Home > Java, Java Profiling > Character array is better than String for Storing password in Java!

Character array is better than String for Storing password in Java!

Why character array is better than String for storing password in Java?

You might be knowing String is immutable and how Substring can cause memory leak in Java.

1) Since Strings are immutable in Java if you store password as plain text it will be available in memory until Garbage collector clears it and since String are used in String pool for reusability there is pretty high chance that it will be remain in memory for long duration, which pose a security threat. Since any one who has access to memory dump can find the password in clear text and that’s another reason you should always used an encrypted password than plain text. Since Strings are immutable there is no way contents of Strings can be changed because any change will produce new String, while if you char[] you can still set all his element as blank or zero. So Storing password in character array clearly mitigates security risk of stealing password.

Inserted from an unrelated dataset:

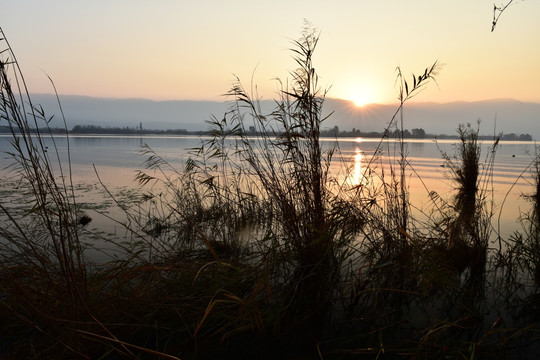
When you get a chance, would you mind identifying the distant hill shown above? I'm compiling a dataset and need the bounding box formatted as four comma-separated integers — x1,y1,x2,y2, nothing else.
32,94,540,139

2) Java itself recommends using getPassword() method of JPasswordField which returns a char[] and deprecated getText() method which returns password in clear text stating security reason. Its good to follow advice from Java team and adhering to standard rather than going against it.

3) With String there is always a risk of printing plain text in log file or console but if use Array you won’t print contents of array instead its memory location get printed. though not a real reason but still make sense.

 

String strPassword=”Unknown”;
char[] charPassword= new char[]{‘U’,’n’,’k’,’w’,’o’,’n’};
System.out.println(“String password: ” + strPassword);
System.out.println(“Character password: ” + charPassword);

 

Output:
String password: Unknown
Character password: [C@110b053

That’s all on why character array is better choice than String for storing passwords in Java.  Though using char[] is not just enough you need to erase content to be more secure. I also suggest working with hash’d or encrypted password instead of plaintext and clearing it from memory as soon as authentication is completed.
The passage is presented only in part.